20090629

Od Magic

Od Magic, by Patricia McKillip, was the latest book I finished. I picked it up at the library when getting Butcher's Small Favor (which I already finished, but need to think more on before I write much).

While it had a few elements very much in common with my favorite of her series, The Riddle-Master of Hed, it was all about meeting the unknown.

And in that vein, it was very appropriate to current events.

People, in general, will react with either love or fear of the unknown. Personally, as an outgrowth of my firm belief in the Golden Rule (the original, not the more recent, very cynical, perversion of it), I've always tried to meet such things with wonder.

This is why Miyazaki's My Neighbor Totoro is one of my all-time favorite movies. Nothing else captures the wonder of everyday life, and seeing the world as a child again, like that movie.

Getting back to the relevance to current events, this is what drives most of the political discourse these days. Somewhat less so, since Obama was elected, but it was the driving force for almost everything the Bush Administration did. And they stayed in power for a second term by forcing that fear of the unknown onto a hefty chunk of the population of the US. This is why we've spent hundreds of billions of dollars killing brown people.

Some powerful people are afraid of what those people can do. They missed the main point, though, I think (likely deliberately); those people, even in the direst predictions made of their putative abilities, never were, and never will be, an existential threat to the US.

That is, they can hurt us, and kill a lot of people, but to destroy the US, you'll need to do more than kill a few (million, perhaps) people. Occupation would be a necessity for that mission. And how many people would that require? I'm not sure, but I'm thinking that the number is in the millions (maybe single-digit millions, but still more than hundreds of thousands).

Are there millions of terrorists? Of course not. The very idea is ludicrous. If there were that many of them, they'd form their own army (to go straight to the most practical of arguments).

So the idea that terrorists could ever be an existential threat to the US is absurd.

Ok, that went considerably farther than I think was useful. My whole point is that we should all try to be more like Yar, in the book.

Update: I forgot to add that conformism was another topic that was very central to this book. And this has been a very relevant issue in recent years, as well.

The previous administration spent a lot of time and effort trying to force conformity on the entire country. The entire push about the dangers of 'islamo-fascism' was one of the biggest farces in the country.
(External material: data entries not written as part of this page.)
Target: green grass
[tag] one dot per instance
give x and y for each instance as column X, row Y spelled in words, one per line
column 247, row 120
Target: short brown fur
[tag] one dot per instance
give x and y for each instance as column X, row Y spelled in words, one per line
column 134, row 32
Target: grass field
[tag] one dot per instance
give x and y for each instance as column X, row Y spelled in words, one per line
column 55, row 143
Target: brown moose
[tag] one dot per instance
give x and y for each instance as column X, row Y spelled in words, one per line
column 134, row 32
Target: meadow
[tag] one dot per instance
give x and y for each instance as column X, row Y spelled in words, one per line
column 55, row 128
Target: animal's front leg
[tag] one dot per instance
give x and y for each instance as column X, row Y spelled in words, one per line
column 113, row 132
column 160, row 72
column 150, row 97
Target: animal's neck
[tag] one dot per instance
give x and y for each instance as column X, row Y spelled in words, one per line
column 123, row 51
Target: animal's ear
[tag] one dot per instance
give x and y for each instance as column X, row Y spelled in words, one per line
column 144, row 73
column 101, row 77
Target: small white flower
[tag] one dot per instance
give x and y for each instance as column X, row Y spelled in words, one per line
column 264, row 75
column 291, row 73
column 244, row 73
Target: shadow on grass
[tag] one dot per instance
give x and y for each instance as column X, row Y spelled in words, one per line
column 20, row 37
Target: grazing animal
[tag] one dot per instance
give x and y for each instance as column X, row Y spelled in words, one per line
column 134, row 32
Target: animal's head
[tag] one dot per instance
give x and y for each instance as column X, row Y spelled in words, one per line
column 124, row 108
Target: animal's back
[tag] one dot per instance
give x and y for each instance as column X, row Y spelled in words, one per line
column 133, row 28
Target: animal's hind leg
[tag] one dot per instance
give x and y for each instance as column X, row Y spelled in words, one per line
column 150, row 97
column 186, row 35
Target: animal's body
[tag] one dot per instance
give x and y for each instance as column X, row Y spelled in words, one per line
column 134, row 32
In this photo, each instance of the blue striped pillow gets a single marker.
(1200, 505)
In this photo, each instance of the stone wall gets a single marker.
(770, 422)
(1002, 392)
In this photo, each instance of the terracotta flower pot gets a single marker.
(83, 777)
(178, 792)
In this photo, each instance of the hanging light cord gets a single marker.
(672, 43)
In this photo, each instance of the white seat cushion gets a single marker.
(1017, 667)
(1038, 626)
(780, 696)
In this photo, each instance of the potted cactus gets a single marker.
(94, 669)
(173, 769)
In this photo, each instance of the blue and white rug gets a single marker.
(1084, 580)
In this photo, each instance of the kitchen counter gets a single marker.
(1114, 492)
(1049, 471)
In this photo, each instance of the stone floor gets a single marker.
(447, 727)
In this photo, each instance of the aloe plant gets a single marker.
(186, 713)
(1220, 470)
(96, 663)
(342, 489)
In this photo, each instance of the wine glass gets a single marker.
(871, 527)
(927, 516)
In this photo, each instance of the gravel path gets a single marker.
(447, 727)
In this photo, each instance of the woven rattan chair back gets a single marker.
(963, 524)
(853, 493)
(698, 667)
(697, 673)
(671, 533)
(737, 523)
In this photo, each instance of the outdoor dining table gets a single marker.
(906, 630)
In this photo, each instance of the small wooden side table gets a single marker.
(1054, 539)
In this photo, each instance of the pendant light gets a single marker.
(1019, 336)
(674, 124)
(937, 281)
In fact, 'islamo-fascism' as a term is almost self-contradictory. If you're not sure why that is, look up the definition of fascism. The idea that a religion (even a small religious sect) could be pushing fascism is absurd on its face. Fascism is all about conformity and nationalism. Unless you're in an explicitly muslim state, the concept is impossible. And much was made of the terrorists not being part of any state (that was the whole argument for declaring captured terrorists as 'unlawful combatants', remember (ignoring, for a minute, how few of those captured were actually terrorists)).